By The Gazette Editorial Board
Some parents in the Iowa City school district are understandably angry about a proposal to cash in $32 million earmarked for a third high school and use the money to build elementary schools instead.
At the same time, board members have a responsibility to use tax money wisely. If it’s clear that the need for a third high school is being outpaced by other, more pressing, projects, the board is wise to address those needs first.
Regardless, the proposed change in direction should not have come as such a surprise to the district’s families. It’s time for the Iowa City school board to set a clearer path on what to do with the school infrastructure local-option sales tax money that’s been building in reserve.

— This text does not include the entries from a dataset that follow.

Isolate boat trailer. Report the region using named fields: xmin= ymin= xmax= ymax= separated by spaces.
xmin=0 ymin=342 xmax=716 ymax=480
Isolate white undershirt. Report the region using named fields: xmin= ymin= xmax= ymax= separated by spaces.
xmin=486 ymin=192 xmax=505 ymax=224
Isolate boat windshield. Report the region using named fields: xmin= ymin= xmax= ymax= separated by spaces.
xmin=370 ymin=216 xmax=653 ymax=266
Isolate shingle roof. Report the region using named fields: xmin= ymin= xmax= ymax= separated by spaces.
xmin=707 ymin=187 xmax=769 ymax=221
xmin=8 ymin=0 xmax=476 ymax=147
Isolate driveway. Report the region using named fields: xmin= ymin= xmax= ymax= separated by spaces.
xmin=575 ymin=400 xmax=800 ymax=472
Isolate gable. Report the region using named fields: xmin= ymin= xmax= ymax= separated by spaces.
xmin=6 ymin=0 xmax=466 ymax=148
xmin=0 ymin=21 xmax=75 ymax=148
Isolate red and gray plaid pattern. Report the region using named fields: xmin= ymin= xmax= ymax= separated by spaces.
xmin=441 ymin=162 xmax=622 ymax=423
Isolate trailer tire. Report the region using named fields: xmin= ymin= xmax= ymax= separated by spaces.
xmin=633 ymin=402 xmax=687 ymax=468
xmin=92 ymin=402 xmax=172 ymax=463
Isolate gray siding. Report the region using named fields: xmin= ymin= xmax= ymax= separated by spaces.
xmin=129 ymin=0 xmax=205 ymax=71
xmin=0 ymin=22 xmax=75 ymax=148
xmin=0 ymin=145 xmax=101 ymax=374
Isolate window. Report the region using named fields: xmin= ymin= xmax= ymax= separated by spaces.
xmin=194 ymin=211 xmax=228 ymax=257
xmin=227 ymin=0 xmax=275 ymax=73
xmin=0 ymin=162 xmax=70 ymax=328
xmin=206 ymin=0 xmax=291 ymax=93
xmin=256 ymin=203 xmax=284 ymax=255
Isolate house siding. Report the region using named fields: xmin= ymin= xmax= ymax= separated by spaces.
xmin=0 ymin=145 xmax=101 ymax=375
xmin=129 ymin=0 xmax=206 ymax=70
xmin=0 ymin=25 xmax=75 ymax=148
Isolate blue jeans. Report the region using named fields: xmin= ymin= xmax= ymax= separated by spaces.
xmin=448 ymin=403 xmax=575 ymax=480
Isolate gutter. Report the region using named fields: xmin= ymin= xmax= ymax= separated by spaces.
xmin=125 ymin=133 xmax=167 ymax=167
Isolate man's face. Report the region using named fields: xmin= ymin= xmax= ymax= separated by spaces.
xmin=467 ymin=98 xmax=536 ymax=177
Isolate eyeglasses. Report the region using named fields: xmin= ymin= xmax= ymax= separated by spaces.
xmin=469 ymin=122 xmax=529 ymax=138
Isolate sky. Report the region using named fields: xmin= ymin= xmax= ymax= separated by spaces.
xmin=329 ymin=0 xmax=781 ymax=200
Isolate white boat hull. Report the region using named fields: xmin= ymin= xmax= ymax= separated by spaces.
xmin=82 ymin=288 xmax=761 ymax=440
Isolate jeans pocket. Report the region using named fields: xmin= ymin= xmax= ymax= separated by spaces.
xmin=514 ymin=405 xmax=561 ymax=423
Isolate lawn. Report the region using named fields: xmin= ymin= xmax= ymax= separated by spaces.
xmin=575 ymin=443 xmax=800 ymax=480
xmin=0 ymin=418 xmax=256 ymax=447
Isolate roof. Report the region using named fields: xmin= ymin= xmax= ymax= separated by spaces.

The question of how to deal with growth on the district’s north and west sides, and how to relieve overcrowding at West High has generated heated discussion for years. The third high school was a major part of the campaign to pass the SILO in the first place.
After voters approved the SILO in 2007, school board members adopted a policy setting aside $3.2 million collected by the tax each year to go toward the construction of a new high school in order to alleviate some of those concerns.
But recently, a majority of school board members said they prefer to use that money to meet growing needs at the elementary level.
The school board’s Governance Committee discussed the idea last week and decided to forward it back to the full board.
We don’t doubt they have in mind the best interests of the district overall, but we sympathize with parents who feel blindsided by the proposal. Even school board member Patti Fields reportedly sent an email to board members last weekend voicing her concerns that the issue was included on the committee’s agenda with “little to no transparency and with only the bare minimum of legally required public notice.”
The school board can legally change its collective mind about the high school reserve funds; the ballot initiative’s language didn’t lock school leaders into any one plan.
But that doesn’t change the fact that many voters who cast “yes” ballots in 2007 did so with the understanding that a third high school was a top priority. They deserve an explanation, and a chance to speak. And board members must make a strong case to the district’s taxpayers and parents before changing their course.